Offset Kettlebell Lateral Lunge with Slider: Build Stronger Adductors and Healthier Hips
The offset kettlebell lateral lunge with slider is a highly effective frontal plane exercise that targets adductor strength, glute and hamstring development, and overall hip health. Whether you’re working with athletes in a performance setting or coaching personal training clients who need better lateral movement patterns, this variation deserves a place in your programming toolkit.
Watch the video below on how to maximize this exercise.
What You Need
All this exercise requires is a sandbag. The type of sandbag doesn’t particularly matter — use what you have access to. In general, heavier is better as long as you can execute the movement with sound mechanics. The unpredictable, shifting weight of a sandbag is actually a feature, not a bug, as it forces your stabilizers to work overtime in a way that a barbell or dumbbell simply cannot replicate.
How to Perform the Sandbag Ground to Shoulder
Start by straddling the sandbag with your feet on either side of it. From there, hinge at the hips, keep your chest tall, and drive your arms underneath the bag as much as possible before initiating the lift. The goal is to use your legs to generate power and throw the sandbag up onto one shoulder in one fluid motion.

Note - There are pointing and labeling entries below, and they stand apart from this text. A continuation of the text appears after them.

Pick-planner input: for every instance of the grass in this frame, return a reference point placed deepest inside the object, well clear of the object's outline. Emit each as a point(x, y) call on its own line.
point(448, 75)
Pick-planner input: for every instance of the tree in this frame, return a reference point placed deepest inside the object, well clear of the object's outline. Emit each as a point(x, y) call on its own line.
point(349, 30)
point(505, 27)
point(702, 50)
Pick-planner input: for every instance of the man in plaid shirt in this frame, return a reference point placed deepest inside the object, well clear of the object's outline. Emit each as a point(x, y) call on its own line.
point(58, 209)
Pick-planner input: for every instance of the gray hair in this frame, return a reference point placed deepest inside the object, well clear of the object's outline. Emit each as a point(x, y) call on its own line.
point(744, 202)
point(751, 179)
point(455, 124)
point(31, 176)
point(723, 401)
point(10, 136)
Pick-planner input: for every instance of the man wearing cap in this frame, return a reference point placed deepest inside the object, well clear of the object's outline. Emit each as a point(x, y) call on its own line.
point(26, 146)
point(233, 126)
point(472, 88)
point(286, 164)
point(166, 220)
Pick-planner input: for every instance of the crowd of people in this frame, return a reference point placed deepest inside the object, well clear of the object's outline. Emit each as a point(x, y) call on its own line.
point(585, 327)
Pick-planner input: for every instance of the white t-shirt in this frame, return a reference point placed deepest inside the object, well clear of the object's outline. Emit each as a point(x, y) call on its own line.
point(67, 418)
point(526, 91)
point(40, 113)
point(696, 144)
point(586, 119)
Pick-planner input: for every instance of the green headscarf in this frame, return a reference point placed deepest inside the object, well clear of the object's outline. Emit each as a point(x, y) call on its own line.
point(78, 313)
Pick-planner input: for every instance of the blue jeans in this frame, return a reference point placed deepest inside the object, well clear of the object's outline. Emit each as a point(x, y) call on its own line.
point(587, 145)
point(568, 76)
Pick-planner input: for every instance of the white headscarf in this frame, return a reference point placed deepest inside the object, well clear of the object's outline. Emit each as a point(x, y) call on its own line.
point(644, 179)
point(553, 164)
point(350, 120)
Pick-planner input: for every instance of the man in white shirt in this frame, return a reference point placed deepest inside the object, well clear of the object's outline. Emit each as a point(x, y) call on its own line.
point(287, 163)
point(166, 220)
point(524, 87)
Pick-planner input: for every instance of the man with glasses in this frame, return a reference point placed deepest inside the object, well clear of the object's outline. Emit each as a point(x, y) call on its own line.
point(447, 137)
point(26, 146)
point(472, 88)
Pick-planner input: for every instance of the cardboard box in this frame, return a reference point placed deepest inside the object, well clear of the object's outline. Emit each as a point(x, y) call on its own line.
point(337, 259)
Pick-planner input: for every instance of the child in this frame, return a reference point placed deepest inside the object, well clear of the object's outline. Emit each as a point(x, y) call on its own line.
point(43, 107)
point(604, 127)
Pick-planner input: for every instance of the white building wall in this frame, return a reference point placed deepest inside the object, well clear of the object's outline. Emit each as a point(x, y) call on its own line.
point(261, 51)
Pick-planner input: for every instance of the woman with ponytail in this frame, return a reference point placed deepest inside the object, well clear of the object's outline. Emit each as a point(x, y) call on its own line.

For lighter sandbags, you can go straight from the ground to the shoulder in a single movement. For heavier loads, you’ll want to use the lapping technique. To lap the sandbag, squat down, pick it up off the ground, and bring it into your lap by driving your knees forward to create a shelf. Once the bag is stable and resting on your thighs, use your upper body and remaining leg drive to shoulder it to whichever side you prefer. From there, drop the bag back to the ground under control and repeat on the same or opposite side.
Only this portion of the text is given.